Texas now has the most restrictive abortion policy in the nation following the signing of new legislation by Gov. Greg Abbott, which officially took effect Sept. 1.
The law states that any pregnancy past six weeks cannot be aborted, and makes no exceptions for victims of sexual assault or incest. Perhaps most shockingly, the law functions completely on public policing, incentivizing private citizens to sue anybody in Texas who they suspect of “aiding and abetting abortions” past six weeks. There is also a $10,000 reward to any plaintiff who wins one of these lawsuits.
This is a catastrophic blow for women’s rights around the nation as other Republican-led states begin considering similar laws.
“This feels like a major red flag that we’re moving backwards,” said DePaul psychology professor Megan Greeson. “States are now willing to take unprecedented measures to curb women’s rights for an abortion. I really hope, especially when it comes to rape victims, that state legislatures can find it in their hearts to experience some compassion for what these women have gone through.”
Abbott has been careful not to call the measure an outright abortion ban, stating that it doesn’t force anybody to carry their pregnancy to term because “it provides at least six weeks for a person to be able to get an abortion.” In reality, this assertion is misleading at best.
“Very few women actually know they’re pregnant within that [period],” Greeson said. “So it’s pretty close to a universal abortion ban.”
At first glance, it may seem like a law restricting abortions so harshly would violate the Roe v. Wade Supreme Court decision. According to DePaul University constitutional law professor David Franklin, that is precisely the case.
“The Texas law is blatantly unconstitutional under Supreme Court precedent,” Franklin told The DePaulia.
But since it is not state officials enforcing the law, rather private citizens with the $10,000 bounty system, this makes it virtually impossible for the legislation’s constitutionality to ever be challenged. Franklin explains that this may be the most sinister part of Texas’ restrictive abortion measure.
“The way this works is that it makes it impossible for the abortion provider, say Planned Parenthood, to go to federal court and try to sue the usual defendants, which would be state officials,” Franklin said.
Normally, this would be how an abortion provider would be able to utilize the Roe v. Wade ruling to prove that the practice is constitutional.
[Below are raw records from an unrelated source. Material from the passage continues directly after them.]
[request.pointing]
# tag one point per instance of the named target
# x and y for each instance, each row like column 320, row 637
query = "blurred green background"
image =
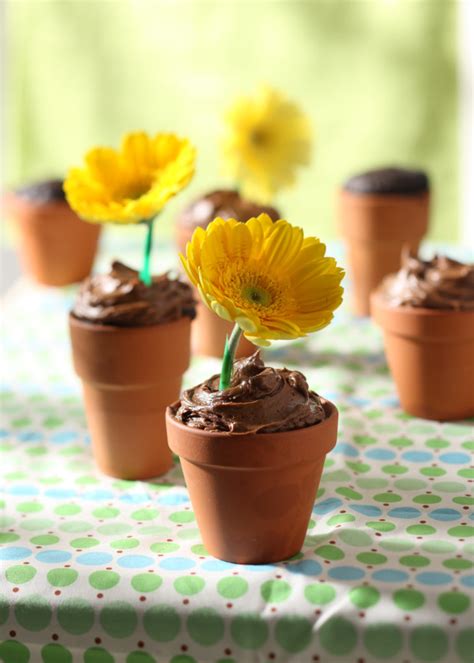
column 377, row 77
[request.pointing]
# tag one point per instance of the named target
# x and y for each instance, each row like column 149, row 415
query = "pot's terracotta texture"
column 209, row 330
column 129, row 376
column 56, row 247
column 376, row 228
column 253, row 494
column 430, row 353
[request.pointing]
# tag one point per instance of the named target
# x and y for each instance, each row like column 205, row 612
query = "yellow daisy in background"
column 131, row 184
column 267, row 137
column 264, row 276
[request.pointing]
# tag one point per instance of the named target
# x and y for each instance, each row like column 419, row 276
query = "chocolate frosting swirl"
column 260, row 399
column 223, row 203
column 119, row 298
column 440, row 283
column 398, row 181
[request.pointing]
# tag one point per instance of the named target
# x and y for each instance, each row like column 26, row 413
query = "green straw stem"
column 145, row 274
column 230, row 349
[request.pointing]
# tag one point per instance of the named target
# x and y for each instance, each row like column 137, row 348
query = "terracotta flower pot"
column 376, row 227
column 253, row 493
column 56, row 247
column 129, row 375
column 430, row 353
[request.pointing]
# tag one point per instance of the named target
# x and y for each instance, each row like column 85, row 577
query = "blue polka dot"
column 135, row 561
column 467, row 581
column 326, row 506
column 216, row 565
column 177, row 563
column 455, row 458
column 60, row 493
column 417, row 456
column 404, row 512
column 94, row 558
column 173, row 499
column 23, row 489
column 307, row 567
column 346, row 449
column 380, row 454
column 53, row 556
column 346, row 573
column 444, row 514
column 434, row 578
column 14, row 552
column 390, row 575
column 366, row 509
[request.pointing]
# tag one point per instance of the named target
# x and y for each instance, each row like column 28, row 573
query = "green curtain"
column 377, row 77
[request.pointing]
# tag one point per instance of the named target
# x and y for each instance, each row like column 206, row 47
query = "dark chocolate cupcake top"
column 439, row 283
column 40, row 193
column 260, row 399
column 120, row 299
column 397, row 181
column 223, row 203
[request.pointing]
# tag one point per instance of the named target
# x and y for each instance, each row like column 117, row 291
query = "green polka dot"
column 67, row 509
column 189, row 585
column 20, row 574
column 33, row 612
column 97, row 655
column 118, row 619
column 330, row 552
column 164, row 547
column 416, row 561
column 454, row 602
column 162, row 623
column 438, row 546
column 354, row 537
column 275, row 591
column 421, row 530
column 182, row 517
column 62, row 577
column 364, row 597
column 293, row 633
column 319, row 593
column 146, row 582
column 205, row 626
column 408, row 599
column 461, row 531
column 383, row 640
column 84, row 542
column 44, row 540
column 429, row 643
column 76, row 616
column 464, row 643
column 249, row 630
column 371, row 558
column 338, row 636
column 103, row 579
column 232, row 588
column 12, row 651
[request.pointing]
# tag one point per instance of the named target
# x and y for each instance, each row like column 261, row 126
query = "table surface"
column 100, row 570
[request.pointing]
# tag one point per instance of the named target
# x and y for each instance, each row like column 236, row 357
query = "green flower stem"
column 145, row 274
column 231, row 345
However, the Texas legislation clearly states that state officials are not allowed to enforce the law.
“The only person that Planned Parenthood could try to sue is some anti-abortion activist,” Franklin said. “So even if you win, there are a thousand others who are willing to try to get their $10,000 bounty.”
In practice, the Texas abortion law functions by drowning potential abortion providers in legal bureaucracy, should they attempt to challenge its constitutionality after being sued.
“The whole sinister plan of the Texas legislature here was that the mere threat of these lawsuits would put abortion providers out of business — and that’s exactly what has happened,” Franklin said. “By the way, you can get $10,000 from every single person who you think is involved in helping the person get an abortion, other than the woman herself. And the law says that the abortion provider has to pay the plaintiff’s legal fees if the plaintiff wins, but it doesn’t work the other way around.”
Additionally, plaintiffs can be from anywhere in the country, and can take an unlimited amount of Texas abortion providers to court.
This abortion restriction is menacingly designed to eradicate the practice statewide, in spite of Roe v. Wade and subsequent Supreme Court rulings. It is clearly unconstitutional, but can survive based on the civilian enforcement system that makes it impossible to challenge the constitutionality of the law.
Even pro-life activists, like Eric Scheidler, raised concerns surrounding the law’s execution. Scheidler is the executive director of the Pro-Life Action League, an Illinois-based organization committed to ending abortions statewide.
“The enforcement mechanism is so unusual, so novel, there is some concern that it could be used against us in the future,” Scheidler told The DePaulia.
While Scheidler was grateful to see the abortion industry “frantic and concerned,” he was skeptical of the civilian bounty system being used to keep the law afloat.
“What if the state of California were to pass a bill saying, ‘Well, we’re not banning people from buying guns, but we are going to empower citizens of California with the right to sue somebody that they suspect has bought a gun?’” Scheidler asked.
The Texas state legislature has masterfully crafted a bill that evades traditional concerns of constitutionality, laying the groundwork for other states to potentially follow suit. If this practice continues, Supreme Court precedents like Roe v. Wade won’t matter anymore. State governments can limit human rights at will using civilian enforcement mechanisms like Texas’.
That’s a scary future, and one that would dissolve citizens’ mutual trust in an already-polarized nation.